When art is in the presence of a viewer, there are moments
In some of these moments, a spark is instantaneous and clues us into greater and stronger moments yet to come. In other cases, a viewer anticipates a meaningful interaction and is left wanting. Sometimes that is because he or she did not arrive at that moment prepared for the encounter. Other times the moment is lost because the art was not developed enough to sustain the attraction.
However, if an engagement is initiated it can begin on a thousand different levels by any of hundreds of possible elements. It’s like the attraction shared by two people – it may be initiated by an unconscious scent or a split second glance. Or, it maybe an attraction that finds its realization through lengthy conversations and an accumulation of unintended circumstances. The key to connection, at that point, is a mutual willingness to acknowledge significance as it has unfolded over time.
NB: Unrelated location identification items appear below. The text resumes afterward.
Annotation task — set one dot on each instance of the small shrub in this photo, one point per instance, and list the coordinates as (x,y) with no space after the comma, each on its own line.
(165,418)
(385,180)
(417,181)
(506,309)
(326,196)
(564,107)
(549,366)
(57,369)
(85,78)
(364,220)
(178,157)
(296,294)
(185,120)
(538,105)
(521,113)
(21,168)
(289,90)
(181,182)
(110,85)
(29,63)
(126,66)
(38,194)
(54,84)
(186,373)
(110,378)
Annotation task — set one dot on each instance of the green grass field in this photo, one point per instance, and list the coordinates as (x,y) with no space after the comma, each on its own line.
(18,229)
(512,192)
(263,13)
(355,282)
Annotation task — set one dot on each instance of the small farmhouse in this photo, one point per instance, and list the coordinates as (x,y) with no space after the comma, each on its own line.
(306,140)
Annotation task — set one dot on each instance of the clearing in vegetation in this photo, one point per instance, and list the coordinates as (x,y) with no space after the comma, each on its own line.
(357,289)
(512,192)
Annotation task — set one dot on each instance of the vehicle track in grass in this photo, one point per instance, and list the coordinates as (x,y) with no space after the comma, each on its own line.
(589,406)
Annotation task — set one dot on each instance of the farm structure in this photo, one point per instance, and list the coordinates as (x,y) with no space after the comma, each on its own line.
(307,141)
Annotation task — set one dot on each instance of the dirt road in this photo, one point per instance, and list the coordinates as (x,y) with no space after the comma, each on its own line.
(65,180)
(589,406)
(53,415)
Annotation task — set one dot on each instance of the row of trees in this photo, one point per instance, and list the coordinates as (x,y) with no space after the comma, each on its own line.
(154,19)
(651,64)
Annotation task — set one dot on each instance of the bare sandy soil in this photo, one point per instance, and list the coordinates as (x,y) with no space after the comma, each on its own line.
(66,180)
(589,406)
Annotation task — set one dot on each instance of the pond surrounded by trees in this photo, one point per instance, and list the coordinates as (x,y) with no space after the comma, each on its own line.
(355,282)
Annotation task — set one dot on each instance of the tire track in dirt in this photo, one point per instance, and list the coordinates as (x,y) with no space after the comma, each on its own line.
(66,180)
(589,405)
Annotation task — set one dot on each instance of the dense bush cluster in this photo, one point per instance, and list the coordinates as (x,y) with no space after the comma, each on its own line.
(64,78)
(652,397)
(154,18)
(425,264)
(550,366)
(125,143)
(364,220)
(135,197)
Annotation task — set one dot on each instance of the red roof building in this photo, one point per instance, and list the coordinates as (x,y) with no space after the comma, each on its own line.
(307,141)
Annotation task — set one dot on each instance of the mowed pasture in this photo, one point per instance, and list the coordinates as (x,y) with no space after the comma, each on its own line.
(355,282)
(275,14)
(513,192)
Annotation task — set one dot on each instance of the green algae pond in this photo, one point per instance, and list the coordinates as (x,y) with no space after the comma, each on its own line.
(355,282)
In art, it is the same process of fruition. The link can be lost if an idea is unfulfilled. Perhaps there was no convincing idea fostered within the art to begin with. At times, the worth of the art is unrequited because an unreliable lens has distorted the eye of the viewer.
And as with human consummation, the relationship of the viewer to a work of art maybe an act of mad deep love that sustains both the soul of the viewer and the credence of the work for a lifetime. Other times the relation one might have with a work is an illicit fling with all its fractures, contradictions and frustrations.
Even, and especially, at moments of the most intense closeness the catalyst of and for that exact moment is longing. In the presence of the strongest intimacy, a sense of loss pervades the deepest sense of completion.
And so it is in art.; we can never have it. We can only stand in awe of it. It is the awe felt in the arms of your lover. In the end, we are left to wonder at the vagueness of our wonder.